The financial crisis in China took an ominous turn for the worse overnight as investors dumped shares despite government-led measures to stabilize prices. Leading Chinese stock markets fell three to four percent as local investors joined foreigners in a mass exit from what, until recently, had been one of the world's hottest markets. The rout left government officials with egg on their faces; over the weekend officials had orchestrated a series of steps aimed at stabilizing a market that had lost almost a third of its value in three weeks. The Shanghai and Shenzhen markets stabilized Monday, though Hong Kong continued to sell off. On Tuesday, the bears were back and Chinese markets fell across the board through midday trading. With trading in the shares of more than 650 companies suspended, the rout could have a long way to go.
Nobody knows where this is headed. China's markets (still up more than 80 percent over year-ago levels) were due for a major correction, and the warning signs of an economic slowdown have been flashing for some time. On top of that, China's export-oriented growth model has long since reached its sell-by date, and the government has been trying to engineer a complex and risky transformation, basing (slower) growth on domestic consumption more than on an ever-accelerating flood of exports.
The transformation is clearly turning out to be more difficult than hoped. Powerful vested interests want to keep the old economic model spinning, and policymakers clearly fear the possibility that efforts to slow 'excessive' growth will work too well and too quickly. Torn between their knowledge that the economy needs to change and fear that change will be too fast or too rough, China's policymakers have looked uncharacteristically uncertain, now stepping on the brake, now pushing the accelerator to the floor.

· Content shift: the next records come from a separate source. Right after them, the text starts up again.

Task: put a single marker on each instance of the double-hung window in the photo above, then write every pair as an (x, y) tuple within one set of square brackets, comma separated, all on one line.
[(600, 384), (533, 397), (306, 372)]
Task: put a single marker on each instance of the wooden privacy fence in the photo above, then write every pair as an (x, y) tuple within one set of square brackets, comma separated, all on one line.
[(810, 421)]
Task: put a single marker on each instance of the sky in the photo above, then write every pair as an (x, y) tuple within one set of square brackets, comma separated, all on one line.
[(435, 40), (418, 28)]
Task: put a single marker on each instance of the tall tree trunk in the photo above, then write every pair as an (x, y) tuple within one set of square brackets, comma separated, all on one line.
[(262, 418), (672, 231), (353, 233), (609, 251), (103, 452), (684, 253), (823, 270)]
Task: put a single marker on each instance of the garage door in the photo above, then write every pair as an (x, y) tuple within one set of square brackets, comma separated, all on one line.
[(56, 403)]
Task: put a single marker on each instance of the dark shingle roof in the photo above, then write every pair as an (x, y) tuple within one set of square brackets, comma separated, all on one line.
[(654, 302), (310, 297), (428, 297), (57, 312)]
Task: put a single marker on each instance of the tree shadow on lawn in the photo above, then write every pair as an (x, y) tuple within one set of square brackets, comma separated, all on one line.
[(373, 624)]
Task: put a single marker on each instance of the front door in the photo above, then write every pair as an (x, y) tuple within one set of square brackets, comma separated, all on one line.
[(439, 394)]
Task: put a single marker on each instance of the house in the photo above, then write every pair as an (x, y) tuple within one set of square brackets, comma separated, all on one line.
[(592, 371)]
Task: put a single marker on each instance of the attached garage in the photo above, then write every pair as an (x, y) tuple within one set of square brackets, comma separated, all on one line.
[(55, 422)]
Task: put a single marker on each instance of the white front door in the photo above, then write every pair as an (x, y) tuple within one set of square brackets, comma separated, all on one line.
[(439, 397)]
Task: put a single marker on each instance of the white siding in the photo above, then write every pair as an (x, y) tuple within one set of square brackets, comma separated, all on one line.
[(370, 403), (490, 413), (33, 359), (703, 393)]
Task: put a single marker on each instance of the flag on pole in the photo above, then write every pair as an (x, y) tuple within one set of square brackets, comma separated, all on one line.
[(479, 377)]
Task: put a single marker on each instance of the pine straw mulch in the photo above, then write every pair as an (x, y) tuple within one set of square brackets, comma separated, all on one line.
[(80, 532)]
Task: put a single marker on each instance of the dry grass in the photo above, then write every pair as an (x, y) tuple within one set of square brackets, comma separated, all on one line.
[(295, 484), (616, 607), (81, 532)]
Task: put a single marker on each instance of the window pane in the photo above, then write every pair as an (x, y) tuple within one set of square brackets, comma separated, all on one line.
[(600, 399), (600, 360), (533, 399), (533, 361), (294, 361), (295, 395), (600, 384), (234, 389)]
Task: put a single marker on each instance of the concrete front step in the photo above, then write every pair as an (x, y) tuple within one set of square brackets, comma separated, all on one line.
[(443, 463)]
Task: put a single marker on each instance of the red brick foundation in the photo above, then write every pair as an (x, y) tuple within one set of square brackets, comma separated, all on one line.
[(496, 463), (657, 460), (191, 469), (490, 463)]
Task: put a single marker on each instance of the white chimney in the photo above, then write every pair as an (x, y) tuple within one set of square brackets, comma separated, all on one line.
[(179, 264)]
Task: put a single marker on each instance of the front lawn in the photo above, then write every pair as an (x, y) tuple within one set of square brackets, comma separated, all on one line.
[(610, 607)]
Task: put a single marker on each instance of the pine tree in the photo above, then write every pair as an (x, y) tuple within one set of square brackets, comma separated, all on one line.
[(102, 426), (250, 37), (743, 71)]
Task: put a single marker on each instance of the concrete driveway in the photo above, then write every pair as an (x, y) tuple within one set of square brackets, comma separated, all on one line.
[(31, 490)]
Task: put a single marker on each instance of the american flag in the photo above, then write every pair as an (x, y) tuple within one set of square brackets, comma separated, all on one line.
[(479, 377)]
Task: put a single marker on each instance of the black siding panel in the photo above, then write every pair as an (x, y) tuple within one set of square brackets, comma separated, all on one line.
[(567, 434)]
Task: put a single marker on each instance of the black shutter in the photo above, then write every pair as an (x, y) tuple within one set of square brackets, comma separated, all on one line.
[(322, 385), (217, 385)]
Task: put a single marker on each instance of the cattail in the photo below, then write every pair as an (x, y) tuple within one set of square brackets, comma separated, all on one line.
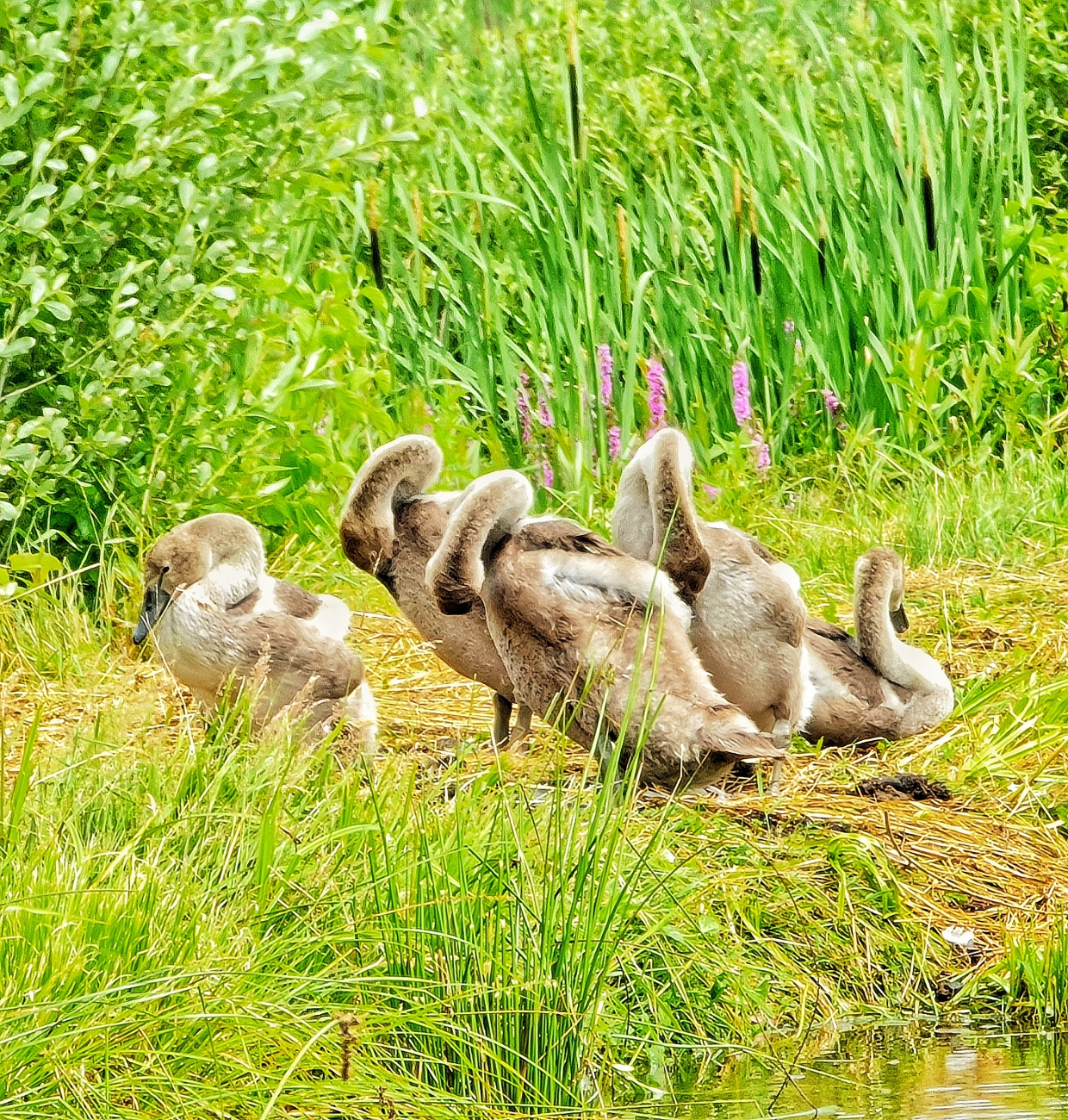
[(823, 249), (373, 227), (574, 85), (928, 193), (385, 1104), (345, 1024), (754, 246), (623, 242)]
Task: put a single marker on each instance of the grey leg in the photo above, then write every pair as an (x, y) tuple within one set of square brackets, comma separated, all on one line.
[(781, 736), (522, 728), (501, 718)]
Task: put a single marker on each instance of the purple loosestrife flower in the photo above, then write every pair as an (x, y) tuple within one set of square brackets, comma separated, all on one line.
[(740, 384), (523, 406), (615, 441), (657, 399), (605, 372)]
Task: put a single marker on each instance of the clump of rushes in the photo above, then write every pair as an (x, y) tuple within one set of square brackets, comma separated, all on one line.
[(418, 219), (754, 247), (743, 415), (373, 221), (736, 201), (623, 242), (822, 242), (574, 85), (928, 193)]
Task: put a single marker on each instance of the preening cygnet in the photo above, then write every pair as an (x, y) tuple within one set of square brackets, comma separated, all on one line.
[(873, 686), (593, 639), (389, 527), (749, 622), (216, 617)]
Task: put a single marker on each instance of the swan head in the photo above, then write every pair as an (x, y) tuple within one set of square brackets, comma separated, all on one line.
[(880, 575), (219, 549), (398, 471)]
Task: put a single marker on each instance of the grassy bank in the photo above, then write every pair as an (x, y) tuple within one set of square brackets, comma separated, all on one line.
[(194, 919)]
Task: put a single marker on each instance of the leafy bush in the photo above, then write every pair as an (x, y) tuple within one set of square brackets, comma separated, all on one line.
[(189, 312)]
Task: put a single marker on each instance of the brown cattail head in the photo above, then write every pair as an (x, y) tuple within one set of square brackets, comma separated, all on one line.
[(575, 112), (754, 247), (736, 200), (345, 1023), (823, 247), (623, 242), (928, 190)]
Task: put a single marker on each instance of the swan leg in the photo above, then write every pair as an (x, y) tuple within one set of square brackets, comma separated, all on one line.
[(781, 736), (501, 718), (522, 728)]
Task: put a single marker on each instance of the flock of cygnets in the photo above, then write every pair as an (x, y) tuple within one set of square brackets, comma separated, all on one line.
[(684, 642)]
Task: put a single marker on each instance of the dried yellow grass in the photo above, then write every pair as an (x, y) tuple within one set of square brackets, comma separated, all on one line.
[(986, 861)]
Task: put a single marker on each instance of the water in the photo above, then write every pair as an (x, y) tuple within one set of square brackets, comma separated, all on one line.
[(901, 1074)]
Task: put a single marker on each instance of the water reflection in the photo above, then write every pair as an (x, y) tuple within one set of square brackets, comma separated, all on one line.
[(903, 1074)]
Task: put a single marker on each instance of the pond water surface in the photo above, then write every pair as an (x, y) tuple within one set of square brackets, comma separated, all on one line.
[(901, 1074)]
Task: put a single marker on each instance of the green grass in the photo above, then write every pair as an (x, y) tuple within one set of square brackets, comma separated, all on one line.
[(189, 316), (187, 913)]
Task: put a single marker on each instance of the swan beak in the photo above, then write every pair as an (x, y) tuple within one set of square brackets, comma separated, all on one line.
[(156, 600)]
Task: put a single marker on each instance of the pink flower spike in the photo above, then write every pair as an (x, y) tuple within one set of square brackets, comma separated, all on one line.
[(657, 399), (523, 406), (740, 384), (605, 372), (761, 454), (615, 443)]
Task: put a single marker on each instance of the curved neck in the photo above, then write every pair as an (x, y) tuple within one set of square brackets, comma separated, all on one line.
[(488, 511), (228, 582), (633, 513), (878, 644), (395, 473)]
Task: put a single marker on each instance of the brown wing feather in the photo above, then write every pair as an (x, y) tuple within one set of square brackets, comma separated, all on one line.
[(566, 537)]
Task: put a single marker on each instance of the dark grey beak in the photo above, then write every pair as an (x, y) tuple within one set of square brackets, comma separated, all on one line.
[(156, 600)]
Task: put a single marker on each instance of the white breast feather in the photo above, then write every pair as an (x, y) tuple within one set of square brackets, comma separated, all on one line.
[(593, 579)]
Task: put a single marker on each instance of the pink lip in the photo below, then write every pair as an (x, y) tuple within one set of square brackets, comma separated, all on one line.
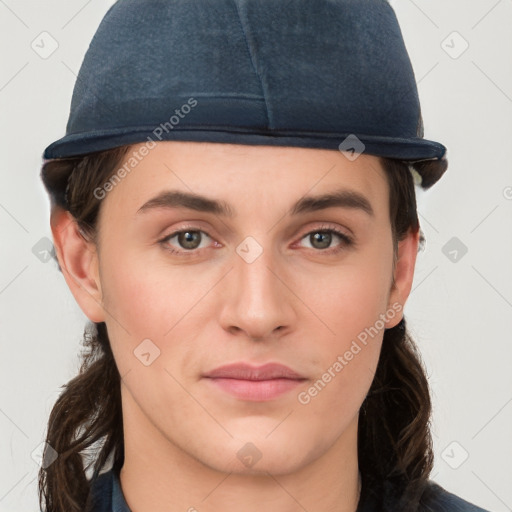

The example that haunts China is Japan, where years of rapid growth culminated in a devastating stock market crash and a generation of economic stagnation. There are differences between the two Asian economic superpowers, but in both cases the combination of a financial sector that had been grossly distorted by political forces and a large and powerful corporate sector that was wedded to export-oriented growth left policymakers with fewer and fewer good options. But Japan had two big advantages when long term stagnation set in. Its democratic institutions provided safety valves for public discontent, and it had reached a level of affluence that left many Japanese reasonably contented even as growth slowed and stocks crashed.
China's position is more precarious, and even a relatively short term interruption in the Chinese economic miracle could be hard for the authorities to manage.
A bad month in the financial markets isn't the end of the world, but the longer this goes on the more people in China and abroad will begin to wonder if something more fundamental is at work. From the standpoint of geopolitics, economic trouble in China would be an earthquake that sends a tsunami all over the world. The growth slowdown in China has already contributed to falling oil and commodity prices worldwide; from Russia to Brazil to Nigeria and South Africa, countries who profit from energy and raw materials exports have already seen their economies sag. Many of China's neighbors are also exposed to the consequences of a weaker Chinese economy. Beyond that, one can only speculate. Will China respond to economic weakness by bellicosity, using nationalism to distract locals from their financial troubles, or will it abandon its geopolitical ambitions to focus on solving its problems at home?
Unfortunately, China's stumble comes at a bad time globally. The EU remains paralyzed and hamstrung by its euro problems. The United States is not, to put it mildly, managing its foreign policy portfolio particularly well. All the world's major economies still depend on the loosest monetary policies in the history of civilization. The recovery from the financial crisis of 2008-9 remains fragile. The world does not need more shocks; it is beginning to look as if we could be about to get a particularly nasty one.